I was patient No. 1 in that study, and my friend Dr. Denise Hertz, a California gastroenterologist, was patient No. 2. So they studied us and others. The amount of knowledge the NIH has on the COVID vaccine injuries is very detailed. Yet the public is told that the vaccines are safe, period.
This information has all been hidden—swept under the rug and minimized—instead of investigating these cases, collecting the data, and using that information to help those like us and who came after us from becoming as chronic and severe as we are.
So I have almost a survivor’s guilt. Why was I one of the few selected to get that golden ticket to the NIH, to have my trajectory of recovery essentially changed, when tens of thousands of Americans deserve the same treatment? They weren’t afforded that because the people that could do this stayed silent.
So it was started by the injured for the injured. In one short year, we have amassed over 21,000 COVID vaccine injured just here in the United States. That number could be up to 27,000, 30,000 easily. And we have close to two dozen international partners across the globe. One hundred percent of the donations go to supporting the injured. We are also 100 percent volunteer-run, which I’m very proud of.
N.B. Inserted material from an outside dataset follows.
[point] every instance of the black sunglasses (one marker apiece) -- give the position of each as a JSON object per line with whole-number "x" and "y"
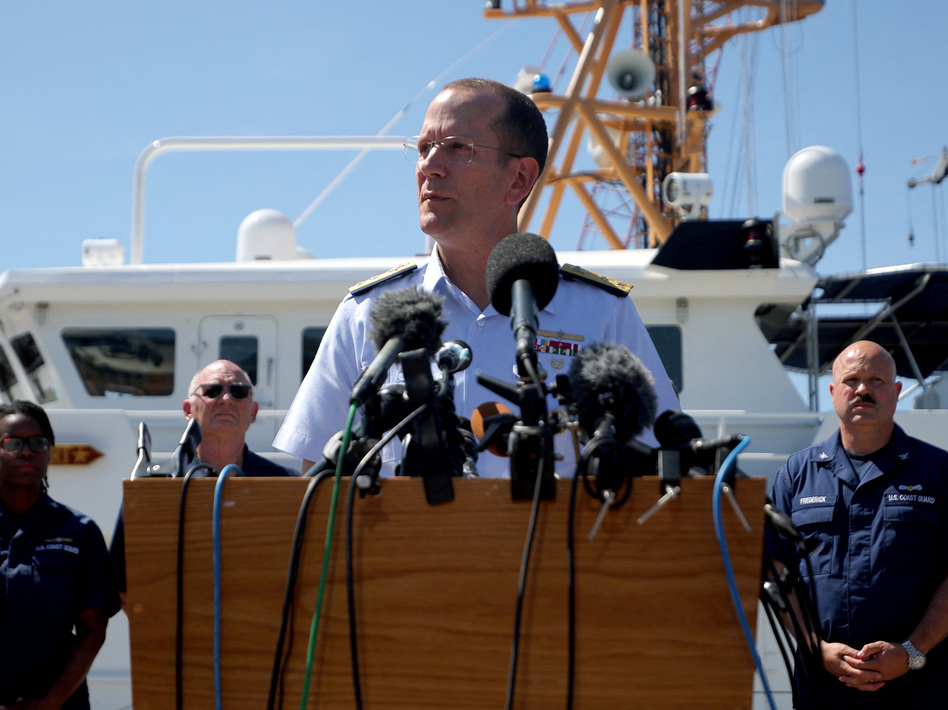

We have an advocacy program in which an injured is assigned an advocate, like a buddy system. They listen to them and figure out their constellation of symptoms. They help them find local doctors who are compassionate and willing to help them.
We love those people. We know their names and their families. We want to do everything we can to help them get their lives back and stop the progression of their disease. In turn, these people will be able to share their voices against this injustice so it doesn’t happen again.
We the people have to demand better from our elected officials, the pharmaceutical companies, and the media. Until we generate a public outcry, policy will not shift. Without question, they’ll do the same thing to people again when the next emergency appears.